USA: IL RITORNO DEI SINDACATI?

"La mia posizione sulla Employee Free Choice non cambierà". Chi parla è il senatore Arlen Specter della Pennsylvania durante la conferenza stampa in cui annunciava che abbandonava il Partito Repubblicano per diventare democratico.

La Employee Free Choice è un disegno di legge che semplifica la formazione di sindacati mediante la rinuncia al voto segreto nelle elezioni. In linee generali il Partito Democratico favorisce il cambiamento che renderebbe meno difficoltoso la creazione di sindacati negli Stai Uniti.

Per organizzare un sindacato negli Stati Uniti al momento sono necessarie le firme del 30% dei lavoratori dell'azienda che culmineranno in un'elezione nella quale la maggioranza farà la decisione. Il problema fino ad ora è che l'elezione avviene al più presto quarantadue giorni dopo l'annuncio di avere raccolto le firme. In molti casi l'elezione viene rimandata e quindi le aziende hanno molto tempo per intimidire i lavoratori e convincerli a ritirare le loro firme oppure a votare contro l'idea del sindacato. Il nuovo disegno di legge potrebbe eliminare il bisogno dell'elezione una volta raggiunto il 50% delle firme dei lavoratori. In questo caso il management non avrebbe l'opportunità di bloccare la formazione di sindacati.

Il disegno di legge Employee Free Choice era stato bocciato nel 2007 durante l'amministrazione Bush. Con l'elezione di Obama ed il controllo democratico sia della Camera dei Rappresentanti che del Senato ci sono buone possibilità che diventi legge. Ciò dovrebbe avere un effetto positivo ad incrementare il numero di iscritti ai sindacati dato che negli Usa attualmente include solo il 13% di tutti i lavoratori. La cifra in Svezia invece è l'82% ed in parecchi altri Paesi europei si aggira sul 40% (Italia 35%).

L'iscrizione ai sindacati apporta benefici significativi ai lavoratori. Si calcola che membri dei sindacati negli Usa guadagnano il 30% più di quelli che non fanno parte di sindacati. Inoltre i sindacati forniscono una pensione supplementare oltre al social security. Ciò vuol dire che una volta andati in pensione gli iscritti ai sindacati possono vivere decentemente.

Le ditte naturalmente preferiscono assumere lavoratori senza avere a che fare con i sindacati in parte per il fatto degli stipendi ma anche per potere avere più controllo sui loro impiegati. Grossissime aziende come Wal-Mart, il colosso della distribuzione al dettaglio, hanno lottato con successo contro gli sforzi dei loro lavoratori di organizzare dei sindacati.

Cinque delle persone più ricche al mondo sono i discendenti di Sam Walton, fondatore di Wal-Mart. Sono ovviamente anche i proprietari della ditta. Come sono pagati i lavoratori di Wal-Mart che non hanno sindacato? Male. Secondo uno studio il 70% dei lavoratori di Wal-Mart qualifica per food stamps, cioè i "francobolli del cibo", una specie di social card americana adottata anche dal ministro Giulio Tremonti in Italia.

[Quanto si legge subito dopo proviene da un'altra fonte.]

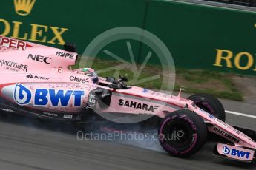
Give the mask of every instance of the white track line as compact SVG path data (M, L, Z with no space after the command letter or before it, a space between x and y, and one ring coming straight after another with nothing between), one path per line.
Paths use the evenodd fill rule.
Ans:
M248 117L248 118L255 118L256 119L256 116L255 116L255 115L247 115L247 114L243 114L243 113L239 113L239 112L234 112L229 111L229 110L225 110L225 112L229 113L229 114L232 114L232 115L240 115L240 116L245 116L245 117Z

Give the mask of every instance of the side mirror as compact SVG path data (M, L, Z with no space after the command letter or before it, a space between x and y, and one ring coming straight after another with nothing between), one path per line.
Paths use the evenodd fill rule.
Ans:
M107 86L111 88L111 89L119 89L119 86L118 84L108 84Z

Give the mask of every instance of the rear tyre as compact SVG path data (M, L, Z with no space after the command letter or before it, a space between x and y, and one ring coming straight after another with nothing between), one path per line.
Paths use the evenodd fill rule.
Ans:
M158 130L160 145L170 154L184 157L198 152L207 141L207 126L203 119L188 109L168 115Z
M211 114L215 118L225 122L225 109L220 101L214 95L205 93L195 94L188 98L200 109Z

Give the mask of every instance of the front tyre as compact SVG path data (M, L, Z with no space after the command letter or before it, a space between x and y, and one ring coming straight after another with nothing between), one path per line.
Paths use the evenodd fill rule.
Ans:
M184 157L198 152L207 140L207 126L203 119L188 109L174 111L161 122L160 145L170 154Z
M205 93L195 94L188 98L200 109L211 114L215 118L225 122L225 109L220 101L214 95Z

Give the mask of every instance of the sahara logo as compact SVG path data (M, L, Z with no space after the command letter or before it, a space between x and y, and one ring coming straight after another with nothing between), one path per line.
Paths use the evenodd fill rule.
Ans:
M73 106L81 106L82 97L85 95L83 90L64 90L36 89L34 94L22 84L16 84L13 98L19 105L27 105L30 103L33 97L34 106L68 106L70 101L73 101Z
M237 156L239 157L246 158L246 159L249 159L249 157L251 154L250 152L248 152L246 151L240 151L235 149L229 149L226 146L223 146L223 153L225 154L230 154L232 156Z
M27 16L35 2L36 0L14 0L15 12L20 16Z

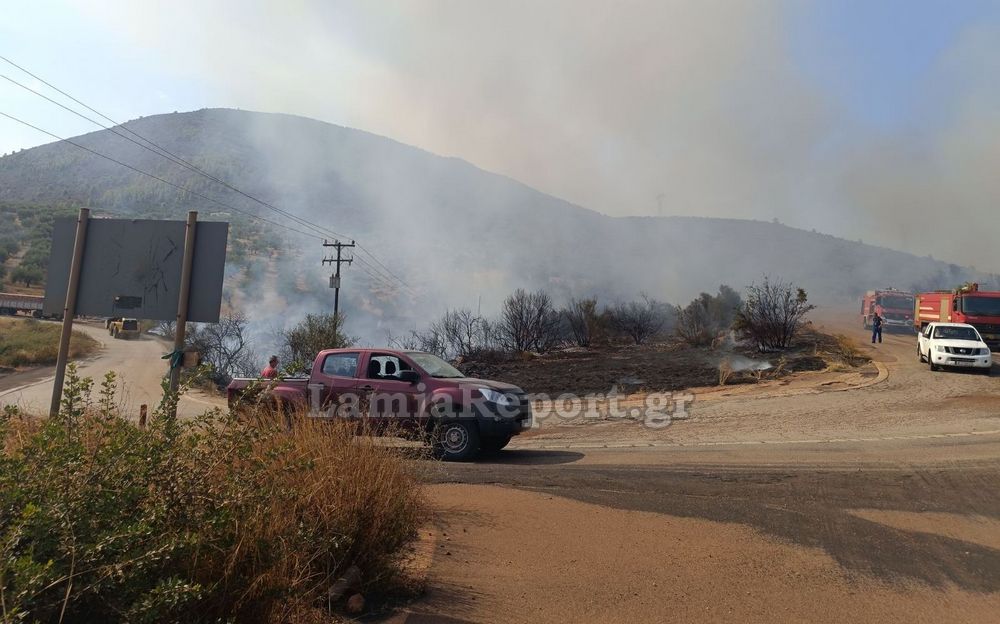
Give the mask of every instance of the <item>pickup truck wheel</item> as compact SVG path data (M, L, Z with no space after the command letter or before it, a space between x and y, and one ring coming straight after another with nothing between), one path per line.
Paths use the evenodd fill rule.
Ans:
M490 436L483 438L482 442L479 443L479 450L484 453L496 453L508 444L510 444L510 436Z
M466 422L443 422L434 429L434 456L445 461L465 461L479 452L479 430Z

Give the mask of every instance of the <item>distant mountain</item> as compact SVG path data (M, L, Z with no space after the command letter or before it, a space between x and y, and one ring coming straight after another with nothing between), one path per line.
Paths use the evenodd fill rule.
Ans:
M209 109L126 125L252 195L356 238L420 293L420 311L428 313L480 301L484 311L492 310L516 287L546 288L557 299L631 298L644 291L686 302L720 283L741 288L770 274L805 287L814 300L834 301L882 286L996 282L931 258L776 223L609 217L462 160L302 117ZM111 132L74 140L238 208L288 221ZM66 143L0 158L0 198L143 215L225 212ZM286 296L289 310L325 305L329 293L313 292L328 272L319 264L325 250L294 235L288 241L284 257L294 264L269 283L298 283L303 303ZM374 311L362 270L355 265L345 274L344 301L355 314ZM312 281L303 286L297 274ZM417 309L404 303L392 316Z

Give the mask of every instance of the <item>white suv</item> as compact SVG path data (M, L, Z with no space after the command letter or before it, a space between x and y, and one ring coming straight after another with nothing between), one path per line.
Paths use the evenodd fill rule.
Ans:
M917 356L931 370L954 366L989 375L993 366L990 348L976 328L965 323L928 323L917 337Z

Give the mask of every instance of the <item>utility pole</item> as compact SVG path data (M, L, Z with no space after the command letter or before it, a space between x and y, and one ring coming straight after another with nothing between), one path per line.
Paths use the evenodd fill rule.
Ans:
M62 386L66 379L66 363L69 361L69 339L73 335L73 317L76 316L76 294L80 286L80 269L83 266L83 248L87 240L87 222L90 220L90 209L81 208L76 219L76 238L73 240L73 259L69 265L69 283L66 286L66 299L63 303L63 329L59 334L59 352L56 355L56 376L52 382L52 404L49 406L49 416L59 414L59 403L62 400Z
M350 244L347 244L347 243L342 243L340 241L333 241L332 243L328 243L328 242L326 242L324 240L323 241L323 246L324 247L334 247L334 248L337 249L337 257L336 258L329 258L329 257L328 258L323 258L323 264L336 264L337 265L337 272L330 276L330 288L333 289L333 315L337 316L337 314L338 314L338 312L340 310L340 265L341 264L350 264L350 263L354 262L354 258L353 257L351 257L351 258L342 258L341 257L341 251L343 251L344 249L350 248L350 247L354 247L354 241L351 241Z
M170 416L177 417L177 389L180 387L181 367L180 362L173 358L182 358L180 355L184 351L185 332L187 330L188 303L191 298L191 269L194 262L194 235L198 227L198 211L188 211L187 224L184 226L184 256L181 260L181 284L179 296L177 298L177 316L174 326L174 353L170 359L169 392L174 401L171 406Z

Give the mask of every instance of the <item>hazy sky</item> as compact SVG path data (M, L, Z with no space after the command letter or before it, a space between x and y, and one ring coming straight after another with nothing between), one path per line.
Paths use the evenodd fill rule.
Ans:
M1000 271L1000 2L0 8L0 55L119 120L296 113L607 214L776 217ZM93 129L2 80L0 110L63 135ZM48 140L0 118L0 153ZM961 225L940 252L936 219Z

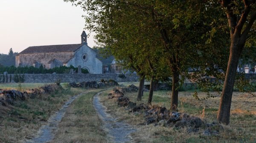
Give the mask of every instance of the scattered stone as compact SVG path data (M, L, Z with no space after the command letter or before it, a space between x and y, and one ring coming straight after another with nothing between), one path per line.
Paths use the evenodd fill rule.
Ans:
M70 82L69 84L69 85L73 88L76 88L78 87L77 84L76 82Z
M100 87L105 87L106 86L118 85L118 83L113 80L104 81L104 80L102 79L101 82L99 83L97 83L96 81L83 81L78 84L75 82L71 82L69 84L69 85L73 88L99 88Z
M130 99L126 97L119 97L117 99L117 104L121 107L126 107L129 104Z
M128 103L128 107L126 109L128 110L130 109L133 109L136 107L136 103L131 101L129 101Z
M139 90L139 88L134 84L129 85L127 87L119 87L119 90L123 93L125 93L126 92L137 92Z
M44 93L50 93L55 92L60 89L60 86L56 84L52 84L45 85L44 87L40 87L40 89L42 89L44 91Z

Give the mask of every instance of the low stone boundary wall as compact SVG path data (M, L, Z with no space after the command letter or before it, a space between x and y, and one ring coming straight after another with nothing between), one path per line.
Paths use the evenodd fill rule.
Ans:
M11 75L11 74L10 74ZM10 76L8 75L8 76ZM14 74L11 74L12 82L14 82ZM136 74L125 74L126 78L118 77L119 74L25 74L25 83L54 83L58 80L61 82L81 82L101 79L113 79L117 82L137 81L139 77ZM8 79L9 82L9 79Z

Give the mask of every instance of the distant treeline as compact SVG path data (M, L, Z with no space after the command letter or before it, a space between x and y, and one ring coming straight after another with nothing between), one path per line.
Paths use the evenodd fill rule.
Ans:
M58 74L67 74L70 73L71 69L73 69L76 72L77 72L78 70L78 68L75 67L72 65L69 67L61 66L47 69L44 68L42 65L39 68L35 67L33 66L16 67L13 65L11 67L6 67L0 65L0 74L3 74L5 72L7 72L8 74L51 74L53 73ZM83 73L89 73L88 70L86 69L82 69L81 71Z

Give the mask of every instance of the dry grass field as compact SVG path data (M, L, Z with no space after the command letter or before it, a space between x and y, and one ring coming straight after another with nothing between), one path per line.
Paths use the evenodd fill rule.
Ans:
M90 91L71 104L50 143L111 143L93 106L93 96L101 90Z
M33 86L34 84L34 86ZM44 84L23 84L24 90ZM70 97L86 90L69 89L44 94L34 99L15 101L14 105L0 106L0 143L23 143L33 137L49 117L60 109ZM17 89L17 84L1 84L0 88Z
M119 107L116 98L108 99L109 91L101 95L101 101L107 107L108 112L119 117L119 120L138 127L137 131L132 135L135 143L256 143L256 96L245 93L235 92L231 107L230 123L223 125L224 129L219 129L218 135L206 136L203 134L203 129L197 132L187 132L187 129L177 129L162 126L154 126L152 124L138 126L145 122L143 112L130 113L126 107ZM215 121L220 97L218 93L211 93L217 97L199 101L192 96L191 92L179 93L179 111L198 116L207 123ZM146 103L148 92L144 92L141 102ZM169 109L170 93L162 91L154 93L152 104L157 104ZM198 93L200 98L207 96L205 93ZM137 93L125 93L125 96L130 101L136 102ZM204 115L202 117L205 108Z

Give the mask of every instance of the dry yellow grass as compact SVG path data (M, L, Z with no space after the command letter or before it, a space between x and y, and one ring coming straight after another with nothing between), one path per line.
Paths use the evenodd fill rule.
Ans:
M23 143L32 138L55 111L70 97L84 91L62 90L35 99L16 101L14 106L0 106L0 143Z
M93 106L93 96L101 90L82 95L69 107L50 143L108 143L102 123Z
M125 108L117 106L116 99L107 99L108 93L105 92L101 98L101 101L108 108L109 113L131 124L136 125L144 122L143 112L129 113ZM198 93L200 98L207 96L205 93ZM199 117L204 114L204 118L207 123L215 121L220 96L218 95L218 93L211 93L217 97L199 101L192 97L193 93L180 92L179 111ZM140 102L136 101L137 93L125 94L131 101L136 102L137 104ZM171 100L168 91L154 92L153 104L157 104L169 108ZM144 93L141 102L146 103L148 95L148 93ZM224 129L221 130L219 135L204 135L203 129L198 132L188 133L186 128L177 129L150 125L137 126L137 132L132 134L132 136L136 143L256 143L256 96L234 92L232 102L230 124L223 126Z

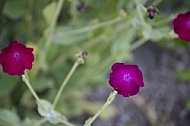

Durante le due ultime decadi di governo repubblicano le grosse ditte sono state agevolate a scapito dei lavoratori. Ecco come si spiega il fatto che nel 2007 gli stipendi dei manager erano 344 volte più alti di quelli del lavoratore medio. Fra il 1980 e il 2005 mentre il numero di iscritti ai sindacati diminuì i salari degli esecutivi aumentarono. Nonostante tutto il supporto ricevuto dal governo la crisi di Wall Street non ha impedito ad alcune ditte di dare bonus esorbitanti ai loro manager per il "buon" lavoro fatto.

Il presidente Obama ha annunciato che appoggia il disegno di legge della Employee Free Choice. Le voci di destra si sono già alzate contro dicendo che data la crisi economica l'incremento dei sindacati aumenterebbe i costi delle aziende e quindi influirebbe negativamente sull'economia.

Il governo americano attuale è nelle mani dei democratici. Si tratta di un governo considerato l'alleato naturale dei sindacati che con pochissime eccezioni hanno sempre votato contro i repubblicani. I sindacati e di conseguenza i lavoratori possono cominciare a sperare.

Domenico Maceri (x)

(x) dmaceri@gmail.com, PhD della Università della California a Santa Barbara, è docente di lingue a Allan Hancock College, Santa Maria, California, USA. I suoi contributi sono stati pubblicati da molti giornali (International Herald Tribune, Los Angeles Times, Washington Times, San Francisco Chronicle, Montreal Gazette, Japan Times, La Opinión, Korea Times, ecc.) ed alcuni hanno vinto premi dalla National Association of Hispanic Publications.